When it comes to battery raw materials, some of the claims of the anti-EV brigade are nonsense (lithium isn’t a fuel, and it isn’t going to become “the new oil”), but some are built around grains of truth. Extracting minerals from the earth always has impacts on local environments and communities. The big bête noire of batteries is cobalt, much of which comes from the Democratic Republic of the Congo, a war-torn land in which child labor is common.

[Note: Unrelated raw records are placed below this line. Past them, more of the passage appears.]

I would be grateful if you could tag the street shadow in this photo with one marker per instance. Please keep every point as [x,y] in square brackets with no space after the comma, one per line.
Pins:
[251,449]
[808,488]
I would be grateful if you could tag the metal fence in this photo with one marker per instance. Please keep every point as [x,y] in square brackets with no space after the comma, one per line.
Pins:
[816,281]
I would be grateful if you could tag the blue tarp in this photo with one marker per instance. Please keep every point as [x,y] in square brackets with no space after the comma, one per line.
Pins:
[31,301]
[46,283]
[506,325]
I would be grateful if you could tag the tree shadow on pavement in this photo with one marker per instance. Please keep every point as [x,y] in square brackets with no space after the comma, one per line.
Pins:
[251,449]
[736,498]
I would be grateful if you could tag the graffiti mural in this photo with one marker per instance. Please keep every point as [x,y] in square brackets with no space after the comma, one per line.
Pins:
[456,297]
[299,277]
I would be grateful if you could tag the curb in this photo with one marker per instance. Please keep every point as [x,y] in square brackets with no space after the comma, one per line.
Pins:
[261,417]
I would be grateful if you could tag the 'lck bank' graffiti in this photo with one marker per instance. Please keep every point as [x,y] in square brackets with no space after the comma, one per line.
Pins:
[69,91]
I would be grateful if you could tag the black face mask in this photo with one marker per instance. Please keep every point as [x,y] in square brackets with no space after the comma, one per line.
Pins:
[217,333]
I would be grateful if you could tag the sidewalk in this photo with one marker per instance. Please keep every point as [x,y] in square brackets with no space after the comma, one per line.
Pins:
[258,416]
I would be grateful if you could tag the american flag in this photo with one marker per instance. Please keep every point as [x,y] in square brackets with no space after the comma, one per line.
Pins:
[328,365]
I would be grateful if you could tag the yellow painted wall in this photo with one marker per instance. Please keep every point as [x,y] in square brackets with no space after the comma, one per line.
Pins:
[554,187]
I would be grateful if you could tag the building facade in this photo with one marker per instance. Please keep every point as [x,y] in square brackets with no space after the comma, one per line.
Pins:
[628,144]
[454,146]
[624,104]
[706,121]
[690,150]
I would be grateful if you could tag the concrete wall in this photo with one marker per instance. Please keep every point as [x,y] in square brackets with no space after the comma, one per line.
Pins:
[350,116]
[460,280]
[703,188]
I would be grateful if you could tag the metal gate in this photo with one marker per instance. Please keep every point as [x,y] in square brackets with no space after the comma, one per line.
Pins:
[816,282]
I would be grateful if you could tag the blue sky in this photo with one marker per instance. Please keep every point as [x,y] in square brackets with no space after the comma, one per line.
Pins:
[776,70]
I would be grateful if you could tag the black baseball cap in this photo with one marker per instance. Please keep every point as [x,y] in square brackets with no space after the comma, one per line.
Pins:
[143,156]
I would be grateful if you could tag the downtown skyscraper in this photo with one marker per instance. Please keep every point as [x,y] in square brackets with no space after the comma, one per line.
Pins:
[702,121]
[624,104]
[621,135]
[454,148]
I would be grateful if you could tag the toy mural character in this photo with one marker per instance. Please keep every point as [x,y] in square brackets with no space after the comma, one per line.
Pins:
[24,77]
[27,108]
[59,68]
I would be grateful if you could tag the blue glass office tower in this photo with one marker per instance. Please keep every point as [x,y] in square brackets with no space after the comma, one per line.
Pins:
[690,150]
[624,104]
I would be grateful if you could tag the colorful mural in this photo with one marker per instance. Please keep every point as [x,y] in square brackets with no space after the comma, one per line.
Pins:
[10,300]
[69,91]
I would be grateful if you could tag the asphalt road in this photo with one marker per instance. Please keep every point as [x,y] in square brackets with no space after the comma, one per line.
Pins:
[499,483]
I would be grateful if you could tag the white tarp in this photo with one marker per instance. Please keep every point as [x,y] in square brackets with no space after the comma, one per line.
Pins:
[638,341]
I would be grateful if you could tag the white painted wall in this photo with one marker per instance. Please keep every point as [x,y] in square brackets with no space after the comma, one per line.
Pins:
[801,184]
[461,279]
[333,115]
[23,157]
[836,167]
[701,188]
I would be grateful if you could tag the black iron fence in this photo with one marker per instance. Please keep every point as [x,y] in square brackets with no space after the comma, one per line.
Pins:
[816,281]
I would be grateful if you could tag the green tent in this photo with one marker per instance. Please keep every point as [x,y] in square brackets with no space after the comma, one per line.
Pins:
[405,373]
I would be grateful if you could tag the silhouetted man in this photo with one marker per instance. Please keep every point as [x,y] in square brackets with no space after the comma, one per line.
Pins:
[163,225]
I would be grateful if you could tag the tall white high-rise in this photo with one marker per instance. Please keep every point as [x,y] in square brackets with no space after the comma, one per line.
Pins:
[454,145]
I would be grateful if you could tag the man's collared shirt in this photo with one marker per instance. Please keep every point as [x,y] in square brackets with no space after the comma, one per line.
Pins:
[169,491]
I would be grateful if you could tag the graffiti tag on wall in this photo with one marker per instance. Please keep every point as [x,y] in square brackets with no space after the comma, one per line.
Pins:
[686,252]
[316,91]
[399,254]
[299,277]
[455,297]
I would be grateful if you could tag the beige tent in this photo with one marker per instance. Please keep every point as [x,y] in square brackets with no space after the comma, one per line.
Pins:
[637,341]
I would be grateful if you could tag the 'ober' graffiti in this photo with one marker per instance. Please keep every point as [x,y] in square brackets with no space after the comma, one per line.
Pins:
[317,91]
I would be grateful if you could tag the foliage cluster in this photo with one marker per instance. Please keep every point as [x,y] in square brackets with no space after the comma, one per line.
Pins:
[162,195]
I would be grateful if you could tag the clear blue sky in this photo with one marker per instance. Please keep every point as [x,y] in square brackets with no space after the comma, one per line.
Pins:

The problems with cobalt are real, but the idea that automakers are oblivious to it is not. Fiat Chrysler (now Stellantis), BMW, Tesla and other automakers have taken steps to make sure their cobalt and other minerals come from ethical, sustainable sources. Battery suppliers are developing new sources of cobalt in Canada and Australia. Industry-wide initiatives to enforce ethical sourcing of minerals are in development, including a blockchain-based tracing system and in Europe, a “battery passport” that traces the content and carbon footprint of every battery. A European Commission proposal would require all companies to disclose the sources of their raw materials, and to use minimum shares of recycled cobalt, lithium, nickel and lead.

As for the idea that the media is ignoring problems with battery supply chains (a common thread in “now it can be told” anti-EV stories), a search for “cobalt” in Charged turns up almost 200 articles dating as far back as 2012, many of them dealing with efforts to reduce, reuse and recycle Co and other problematic minerals.

Also worth mentioning: cobalt is by no means a necessary component of EV batteries. On the contrary, global automakers are increasingly turning to batteries based on a lithium iron phosphate (LFP) chemistry, which uses no nickel or cobalt. There are several reasons for the shift, but the problematic provenance of these elements (China and Russia supply significant amounts of the world’s nickel) is a factor.

Also worth mentioning, though the “EVs bad” crowd never does: the environmental and human damages from extracting fossil fuels are orders of magnitude greater than anything caused by the extraction of battery materials to date. The oil companies’ depredations in Nigeria, Venezuela, and many other countries are well-documented, long-standing and ongoing. It’s true that the ethical challenges of securing battery materials will grow as the EV market expands, but there’s one little difference between batteries and petroleum: sustainability is EVs’ raison d’etre, and those who design EVs and their batteries tend to be concerned about it. Many of those who profit from petroleum have amply demonstrated that they are not.